MacPro:~ Udo$ sudo du -m /.Spotlight-V100 produced this:
570 /.Spotlight-V100/Store-V1/Stores/308A3197-7E1D-45CE-B998-6E40C7C2CB9C
31 /.Spotlight-V100/Store-V1/Stores/BEDA5A58-9744-4E2D-A693-24F43A3884E7
601 /.Spotlight-V100/Store-V1/Stores
601 /.Spotlight-V100/Store-V1
4 /.Spotlight-V100/Store-V2/7D6EA8C8-E0E8-4184-85F6-39EE2B5A52B2/Cache/0000/0000/000a
7 /.Spotlight-V100/Store-V2/7D6EA8C8-E0E8-4184-85F6-39EE2B5A52B2/Cache/0000/0000/000b
45 /.Spotlight-V100/Store-V2/7D6EA8C8-E0E8-4184-85F6-39EE2B5A52B2/Cache/0000
45 /.Spotlight-V100/Store-V2/7D6EA8C8-E0E8-4184-85F6-39EE2B5A52B2/Cache
1 /.Spotlight-V100/Store-V2/7D6EA8C8-E0E8-4184-85F6-39EE2B5A52B2/journals.live
0 /.Spotlight-V100/Store-V2/7D6EA8C8-E0E8-4184-85F6-39EE2B5A52B2/journals.repair
0 /.Spotlight-V100/Store-V2/7D6EA8C8-E0E8-4184-85F6-39EE2B5A52B2/journals.scan
1049 /.Spotlight-V100/Store-V2/7D6EA8C8-E0E8-4184-85F6-39EE2B5A52B2
1049 /.Spotlight-V100/Store-V2
1649 /.Spotlight-V100
Is this typical? What is Store V1 and Store V2?
Store V1 and Store V2 are normal part of Spotlight, they’re just metadata cache
I did try another HD, which contains only data files (no system installed). Spotlight works Ok. So, the problem is caused by something on the HD, which contains the system.
Finally solved the problem.
I had run Apple disk repair before, and it had not fixed the problem. Running it today (OS X 10.7.2) it fixed the Spotlight problem. Message was: “Updated boot support partitions for the volume as required”.
If you on SSD, there is no point of doing this. Just for the performances.
It is amazing how customizable OS X really is.
I have not needed to disable Spotlight for any reason. I would like to know why people might want to do this.
That being said – it is good to know that it can be done.
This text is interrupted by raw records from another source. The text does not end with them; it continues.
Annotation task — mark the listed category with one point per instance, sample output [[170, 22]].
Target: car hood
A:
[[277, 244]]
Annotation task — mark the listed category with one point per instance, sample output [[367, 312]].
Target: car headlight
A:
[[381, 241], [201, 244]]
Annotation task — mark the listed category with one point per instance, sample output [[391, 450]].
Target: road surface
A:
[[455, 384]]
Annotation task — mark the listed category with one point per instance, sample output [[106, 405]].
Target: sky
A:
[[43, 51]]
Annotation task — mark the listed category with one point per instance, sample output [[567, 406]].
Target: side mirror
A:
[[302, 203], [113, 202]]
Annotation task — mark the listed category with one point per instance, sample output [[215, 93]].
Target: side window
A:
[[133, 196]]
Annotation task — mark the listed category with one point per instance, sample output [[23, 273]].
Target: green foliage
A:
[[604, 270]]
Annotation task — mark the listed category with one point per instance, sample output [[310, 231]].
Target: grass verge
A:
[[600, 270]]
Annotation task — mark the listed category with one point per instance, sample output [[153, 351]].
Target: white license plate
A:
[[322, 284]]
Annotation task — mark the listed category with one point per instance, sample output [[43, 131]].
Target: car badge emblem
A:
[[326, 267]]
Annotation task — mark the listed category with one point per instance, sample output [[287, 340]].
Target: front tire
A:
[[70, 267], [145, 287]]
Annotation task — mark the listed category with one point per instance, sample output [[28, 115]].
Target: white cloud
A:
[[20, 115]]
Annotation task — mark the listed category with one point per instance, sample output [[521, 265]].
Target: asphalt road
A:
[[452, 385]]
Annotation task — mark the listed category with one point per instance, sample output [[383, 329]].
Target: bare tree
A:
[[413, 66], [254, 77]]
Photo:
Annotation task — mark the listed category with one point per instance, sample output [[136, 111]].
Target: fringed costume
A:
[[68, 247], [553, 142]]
I have a suggestion for the article:
You should mention that this will disable spotlight ACROSS the OS (using the search tool in a finder window won’t turn any results). Even if I am an avid Alfred user, I think that the search tool in finder windows is pretty helpful so I had to rush and re-enable spotlight to get that functionality back.
Alternatively, if you just want to remove the spotlight icon you can open terminal and type :
sudo chmod 600 /System/Library/CoreServices/Search.bundle/Contents/MacOS/Search
and then type
killall SystemUIServer
This will effectively remove the spotlight icon from the menu bar, yet you’ll keep the functionality.